Kelahiran Undang-Undang Pemerintahan Aceh berbeda dengan kelahiran undang-undang lain pada umumnya. Undang-Undang Pemerintahan Aceh yang ditempatkan dalam Lembaran Negara Republik Indonesia Tahun 2006 Nomor 62, Tambahan Lembaran Negara Republik Indonesia Nomor 4633, dan diberlakukan pada saat diundangkannya pada tanggal 1 Agustus 2006, memiliki latar belakang yang berbeda.
Dalam Penjelasan Undang-Undang Pemerintahan Aceh, paling tidak terdapat lima semangat yang menjadi bagian penting kelahiran undang-undang ini, sebagai berikut.
Pertama, perjalanan ketatanegaraan Republik Indonesia menempatkan Aceh sebagai satuan pemerintahan daerah yang bersifat istimewa dan khusus, terkait dengan karakter khas sejarah perjuangan masyarakat Aceh yang memiliki ketahanan dan daya juang tinggi.
Kedua, ketahanan dan daya juang tinggi tersebut bersumber dari pandangan hidup yang berlandaskan syari’at Islam yang melahirkan budaya Islam yang kuat.
Ketiga, aspirasi yang dinamis masyarakat Aceh bukan saja dalam kehidupan adat, budaya, sosial, dan politik mengadopsi keistimewaan Aceh, melainkan juga memberikan jaminan kepastian hukum dalam segala urusan karena dasar kehidupan masyarakat Aceh yang religius telah membentuk sikap, daya juang yang tinggi, dan budaya Islam yang kuat.
Keempat, solusi politik bagi penyelesaian persoalan Aceh berupa Undang-Undang Nomor 18 Tahun 2001 yang mengatur penyelenggaraan otonomi khusus bagi Provinsi Daerah Istimewa Aceh sebagai Provinsi Nanggroe Aceh Darussalam, dimana dalam pelaksanaannya undang-undang tersebut juga belum cukup memadai dalam menampung aspirasi dan kepentingan pembangunan ekonomi dan keadilan politik.

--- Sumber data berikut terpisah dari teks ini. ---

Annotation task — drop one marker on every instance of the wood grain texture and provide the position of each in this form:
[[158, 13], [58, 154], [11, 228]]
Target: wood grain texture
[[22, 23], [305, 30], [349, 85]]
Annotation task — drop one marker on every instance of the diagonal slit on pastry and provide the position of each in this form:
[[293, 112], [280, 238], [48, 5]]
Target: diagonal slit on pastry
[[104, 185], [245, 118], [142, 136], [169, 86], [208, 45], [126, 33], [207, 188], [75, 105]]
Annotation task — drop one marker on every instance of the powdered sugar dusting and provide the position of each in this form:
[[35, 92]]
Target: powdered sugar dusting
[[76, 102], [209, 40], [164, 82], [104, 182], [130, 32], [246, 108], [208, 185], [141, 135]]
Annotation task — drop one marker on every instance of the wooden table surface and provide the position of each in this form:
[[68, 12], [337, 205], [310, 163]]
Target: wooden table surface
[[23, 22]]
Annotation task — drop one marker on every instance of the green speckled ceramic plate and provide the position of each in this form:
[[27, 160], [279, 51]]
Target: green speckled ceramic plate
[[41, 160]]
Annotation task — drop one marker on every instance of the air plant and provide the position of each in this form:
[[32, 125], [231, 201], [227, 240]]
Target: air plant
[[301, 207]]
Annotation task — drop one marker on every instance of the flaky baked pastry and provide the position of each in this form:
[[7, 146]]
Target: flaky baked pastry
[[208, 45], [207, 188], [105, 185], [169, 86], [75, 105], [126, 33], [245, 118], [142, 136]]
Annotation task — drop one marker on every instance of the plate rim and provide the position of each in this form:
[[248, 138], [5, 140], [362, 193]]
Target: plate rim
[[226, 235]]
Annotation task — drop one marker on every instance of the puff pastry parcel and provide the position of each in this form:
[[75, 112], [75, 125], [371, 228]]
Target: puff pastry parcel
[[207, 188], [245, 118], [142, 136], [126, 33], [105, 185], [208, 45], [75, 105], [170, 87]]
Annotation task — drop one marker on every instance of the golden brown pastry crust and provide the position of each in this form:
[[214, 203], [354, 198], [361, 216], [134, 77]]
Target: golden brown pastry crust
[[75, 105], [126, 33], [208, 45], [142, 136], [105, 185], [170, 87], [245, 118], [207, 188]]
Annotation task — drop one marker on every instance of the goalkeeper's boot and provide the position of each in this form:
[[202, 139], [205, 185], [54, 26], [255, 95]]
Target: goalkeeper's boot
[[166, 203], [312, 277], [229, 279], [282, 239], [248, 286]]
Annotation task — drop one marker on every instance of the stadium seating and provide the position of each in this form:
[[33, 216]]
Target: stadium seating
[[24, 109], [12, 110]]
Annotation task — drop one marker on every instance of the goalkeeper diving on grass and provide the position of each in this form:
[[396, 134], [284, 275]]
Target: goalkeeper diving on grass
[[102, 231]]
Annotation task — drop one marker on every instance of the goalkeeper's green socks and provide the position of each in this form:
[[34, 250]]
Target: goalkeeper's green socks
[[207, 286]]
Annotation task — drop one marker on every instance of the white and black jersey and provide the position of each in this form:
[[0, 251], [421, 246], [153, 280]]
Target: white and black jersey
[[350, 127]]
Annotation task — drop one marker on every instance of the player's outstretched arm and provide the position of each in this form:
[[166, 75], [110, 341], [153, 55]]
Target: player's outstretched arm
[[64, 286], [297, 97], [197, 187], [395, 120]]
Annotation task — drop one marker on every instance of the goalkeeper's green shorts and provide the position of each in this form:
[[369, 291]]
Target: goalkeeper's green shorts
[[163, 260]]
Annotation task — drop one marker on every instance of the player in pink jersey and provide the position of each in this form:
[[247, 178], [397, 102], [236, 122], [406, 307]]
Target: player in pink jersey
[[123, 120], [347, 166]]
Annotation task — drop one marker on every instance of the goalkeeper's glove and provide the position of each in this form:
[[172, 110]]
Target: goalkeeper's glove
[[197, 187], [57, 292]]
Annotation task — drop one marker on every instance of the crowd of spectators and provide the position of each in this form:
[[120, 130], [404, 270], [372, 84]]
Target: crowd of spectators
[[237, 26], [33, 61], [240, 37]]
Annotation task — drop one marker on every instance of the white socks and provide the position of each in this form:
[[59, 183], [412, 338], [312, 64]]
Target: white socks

Kelima, bencana alam, gempa bumi, dan tsunami yang terjadi di Aceh telah menumbuhkan solidaritas seluruh potensi bangsa untuk membangun kembali masyarakat dan wilayah Aceh. Begitu pula telah tumbuh kesadaran yang kuat dari Pemerintah dan Gerakan Aceh Merdeka untuk menyelesaikan konflik secara damai, menyeluruh, berkelanjutan, serta bermar-tabat yang permanen dalam kerangka Negara Kesatuan Republik Indonesia.
Berdasarkan penjelasan tersebut, jelas bahwa Undang-Undang Pemerintahan Aceh merupakan bagian penting dalam penyelesaian konflik secara damai yang sudah berlangsung lebih 30 tahun di Aceh (Ismail, 2010). Dengan dasar tersebut, maka posisi Undang-Undang Pemerintahan Aceh sangatlah khusus dan berorientasi pada tujuan damai.
Dalam Penjelasan Umum Undang-Undang Pemerintahan Aceh disebutkan:
“Nota Kesepahaman (Memorandum of Understanding) antara Pemerintah dan Gerakan Aceh Merdeka yang ditandatangani pada tanggal 15 Agustus 2005 menandakan kilas baru sejarah perjalanan Provinsi Aceh dan kehidupan masyarakatnya menuju keadaan yang damai, adil, makmur, sejahtera, dan bermartabat. Hal yang patut dipahami bahwa Nota Kesepahaman adalah suatu bentuk rekonsiliasi secara bermartabat menuju pembangunan sosial, ekonomi, dan politik di Aceh secara berkelanjutan”.